Fatma meletakkan sepiring pisang goreng dan secangkir teh hangat itu di meja lalu duduk berhadapan dengan Hana. "Sudah tidak mual-mual lagi?"

Hana menggeleng, "Sudah tidak lagi," ucapnya lalu meraih satu pisang goreng. "Wah, sepertinya enak sekali. Tiap hari masakan Ibu kelihatan semakin enak saja," puji Hana lalu melahap pisang goreng tadi.

Fatma mengangkat sebelah alisnya, "Masakan Ibu tidak pernah berubah. Seleramu saja yang semakin berlebihan tiap hari," ungkapnya.

Hana hanya terkekeh lalu meraih secangkir teh yang sering dibuatkan Fatma untuknya setiap pagi. Hana meniupi minumannya yang masih panas lalu menyesapnya perlahan.

"Maaf jika Ibu bertanya seperti ini, tapi.. beberapa hari terakhir ini sepertinya Ibu tidak pernah melihat Pak Jonathan lagi. Kemana dia?"

Hana spontan terbatuk dengan air teh yang terpaksa keluar kembali dari mulutnya. Mukanya kini sudah memerah bak udang rebus karena rasa perih dan kejutnya.

Dengan wajah bersalah, Fatma segera menepuk-nepuk punggung Hana agar berhenti terbatuk. "Maafkan, Ibu. Ibu tidak bermaksud bertanya seperti itu. Ibu hanya ingin memastikan saja. Jika memang dia tidak akan pernah kemari lagi dan pergi dari kehidupan kita, Ibu akan sangat bersyukur."

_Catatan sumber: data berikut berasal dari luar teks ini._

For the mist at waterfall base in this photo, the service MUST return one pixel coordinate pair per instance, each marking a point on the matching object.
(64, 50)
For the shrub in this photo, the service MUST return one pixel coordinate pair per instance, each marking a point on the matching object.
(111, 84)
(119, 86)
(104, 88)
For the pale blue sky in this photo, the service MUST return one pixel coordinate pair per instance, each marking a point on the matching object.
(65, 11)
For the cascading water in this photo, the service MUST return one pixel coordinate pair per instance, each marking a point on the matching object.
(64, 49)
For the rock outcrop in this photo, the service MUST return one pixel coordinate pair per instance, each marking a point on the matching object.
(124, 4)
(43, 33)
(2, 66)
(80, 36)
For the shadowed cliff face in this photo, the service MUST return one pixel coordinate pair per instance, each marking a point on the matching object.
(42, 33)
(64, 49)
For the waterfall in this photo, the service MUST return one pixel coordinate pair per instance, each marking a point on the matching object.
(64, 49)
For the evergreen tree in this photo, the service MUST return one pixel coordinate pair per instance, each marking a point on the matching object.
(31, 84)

Hana menenangkan tenggorokannya sambil menepuk-nepuk dada. Benar, ini sudah hari ke-tiga sejak Jonathan tidak pernah menjemputnya lagi setiap malam. Rasanya sangat aneh bagi Hana, karena sudah terbiasa disentuh oleh Jonathan. Tapi... kenapa Hana jadi merasa dilema seperti ini? Seharusnya ia lega karena dapat terhindar dari Jonathan walaupun sementara. Ya, seharusnya Hana merasa senang, bukannya merana seperti perasaan seorang istri yang hendak ditinggalkan oleh suaminya pergi jauh.

***

Jonathan lebih memilih untuk menatap ke luar jendela pesawat dibandingkan membaca majalah berita yang telah disiapkan. Dia memijit pelipisnya, rasa gelisah membuncah di dadanya. Entahlah.. Jonathan tidak mengerti dengan dirinya sekarang ini. Mood-nya sering naik-turun. Masalah-masalah yang dihadapi menambah beban pikirannya.

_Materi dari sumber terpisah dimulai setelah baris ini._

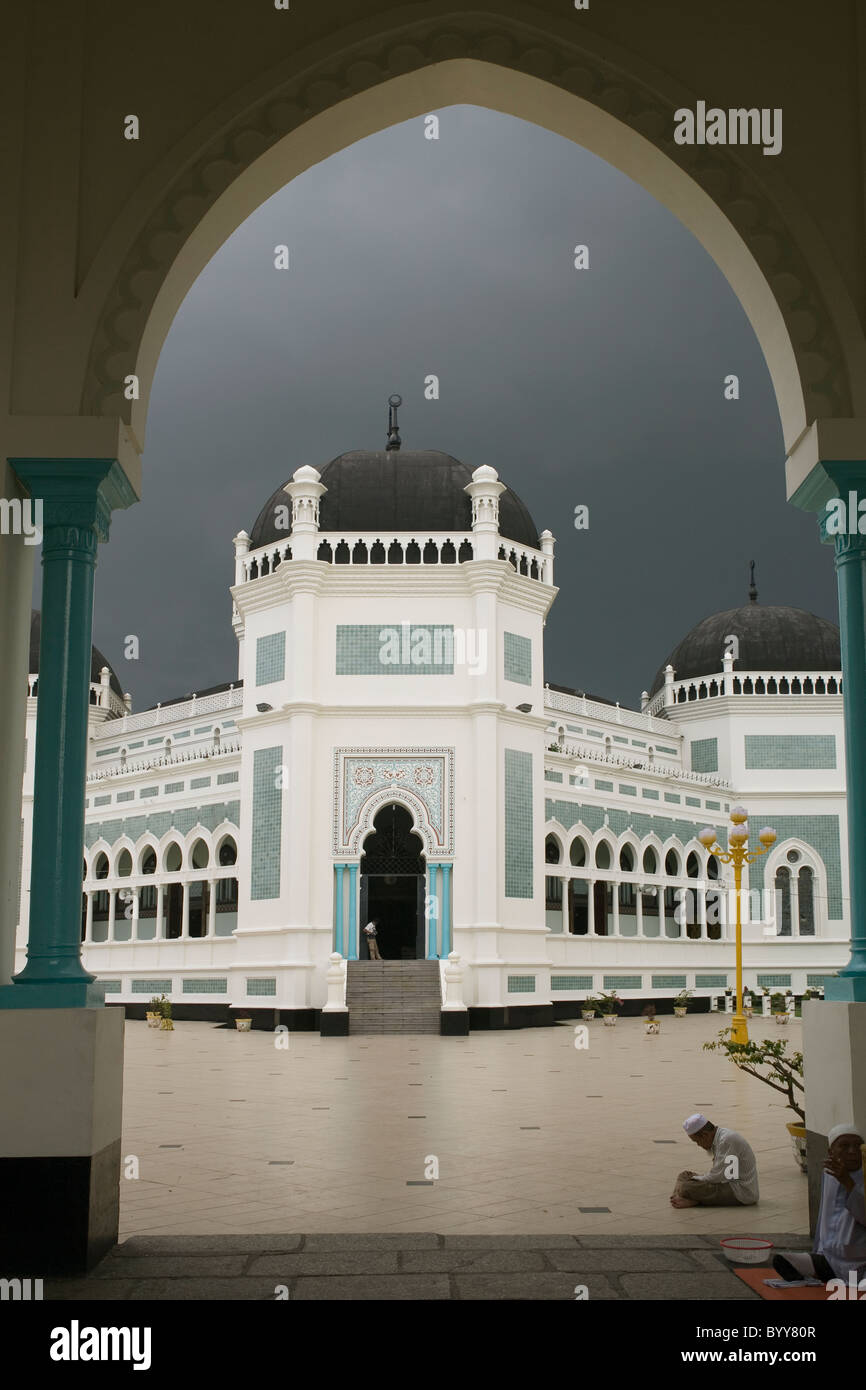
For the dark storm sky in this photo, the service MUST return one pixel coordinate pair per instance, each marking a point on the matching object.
(599, 387)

Waktu tidurnya berkurang karena harus merampungkan pekerjaannya di desa sebelum kembali ke Jakarta. Ia jadi tidak bisa menikmati tubuh pelayannya yang masih muda itu selama tiga hari belakangan ini. Jonathan ingin mengatakan kepergiannya kepada Hana, tapi apa gunanya? Hana hanyalah pemuas nafsunya selama di desa, bukan istrinya. Jadi tidak perlu melakukan hal rendahan seperti itu.

Tiba-tiba terdengar suara deringan nada ponselnya. Jonathan meraih benda pipih itu lalu mengangkat panggilan.

"Halo."

"Hm ..."

"Iya … sebentar lagi pesawat akan lepas landas."

"Hm ..."

"Baiklah ... see you, mom."

Jonathan mematikan ponsel dengan dongkol. "Kenapa aku merasa gelisah sekali?"

Beberapa saat kemudian, Seorang pramugari datang menghampiri Jonathan dengan membawa beberapa makanan. "Silahkan di—"

"Berapa menit lagi pesawat akan berangkat?" Jonathan menyela ucapan pramugari itu.

Pramugari itu tersenyum, "Lima belas men—"

Belum selesai pramugari itu berbicara, Jonathan segera berdiri dan melangkah pergi meninggalkan pramugari yang terlihat shock dan speechless akibat ulahnya itu.

"Shit!" umpat Jonathan seraya melangkah dengan tergesa-gesa. Ia mungkin sudah gila melakukan hal ini. Tapi ia tidak bisa meninggalkan pelacur kecilnya itu.